Cancer Connect links you by phone to a trained volunteer with a similar cancer experience, who can listen to your concerns and provide support. Carers can also talk to other carers about the changes and challenges they are facing.
For more information call Cancer Council 13 11 20.
Telephone support groups offer support and information to adults affected by cancer including patients, their families and carers.
Cancer Council has run groups for more than a decade connecting hundreds of people.
Wherever you are in Australia you can:
- talk with people who are in a similar situation
- share experiences and information
- give and receive support
- share practical tips, tools and strategies.
How do groups work?
- each group has 3 to 8 members and two qualified facilitators
- groups get together over the phone twice a month - each session lasts an hour
- participation is flexible - it's okay to skip sessions when you need to
- It's free and confidential.
Cancer Council Online Community is a professionally facilitated online community that links people to forums, blogs and support groups and is free to join.
There are three forum communities:
- I have cancer
- I had cancer
- Family, Friends and Carers.
The Thing About Cancer is a podcast from Cancer Council NSW. Episodes are hosted by Julie McCrossin, listen as she chats to experts about all things cancer.
The podcasts cover a range of different topics such as 'Making Treatment Decisions' to 'Explaining Cancer to Kids'.

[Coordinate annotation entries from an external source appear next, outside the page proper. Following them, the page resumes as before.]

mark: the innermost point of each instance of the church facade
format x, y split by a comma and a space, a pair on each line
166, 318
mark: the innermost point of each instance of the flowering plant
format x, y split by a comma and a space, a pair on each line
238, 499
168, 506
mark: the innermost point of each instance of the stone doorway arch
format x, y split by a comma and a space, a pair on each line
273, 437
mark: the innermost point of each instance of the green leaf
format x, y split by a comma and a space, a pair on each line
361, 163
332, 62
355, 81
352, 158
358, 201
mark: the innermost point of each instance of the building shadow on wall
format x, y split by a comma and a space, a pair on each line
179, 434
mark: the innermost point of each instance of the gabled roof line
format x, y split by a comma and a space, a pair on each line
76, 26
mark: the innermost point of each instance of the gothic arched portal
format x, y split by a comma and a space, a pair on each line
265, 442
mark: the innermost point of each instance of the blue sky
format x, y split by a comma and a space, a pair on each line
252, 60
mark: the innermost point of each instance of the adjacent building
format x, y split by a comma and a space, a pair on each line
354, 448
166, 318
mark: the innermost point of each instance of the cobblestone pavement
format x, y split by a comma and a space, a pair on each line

Cancer Support Groups allow people going through a similar experience of either having cancer or having a family member or friend with cancer to meet together. Although they may vary greatly, as a general rule they aim to provide information and emotional support.
How can a support group help?
A support group can help people deal with the disruption in their lives, access the information they need, increase their sense of control and reduce feelings of isolation.
Support groups can help people view their journey, fears, emotions and questions as normal through the sharing of similar experiences. Common feedback is that people say they can relax, joke and just be themselves in a cancer support group.
How are they organised and how do I choose the one right for me?
Just as people’s needs and personalities vary support groups come in many different types and formats. Some groups are facilitated by a person who has had a cancer diagnosis, some by a carer and some by a health professional within either a community centre or cancer care centre. They may take the form of a formal group that meets at a regular time, an informal group meeting for coffee and a chat, a telephone link-up group or an internet based support group.
As it is important to choose your group well, it may take time to find a group that meets your specific needs.
Rural Cancer Stories features the stories of country cancer patients, survivors and their carers. It includes information on how they have coped and continue to cope with cancer, things they wish they knew earlier and practical tips they want to share with people who are going through similar experiences.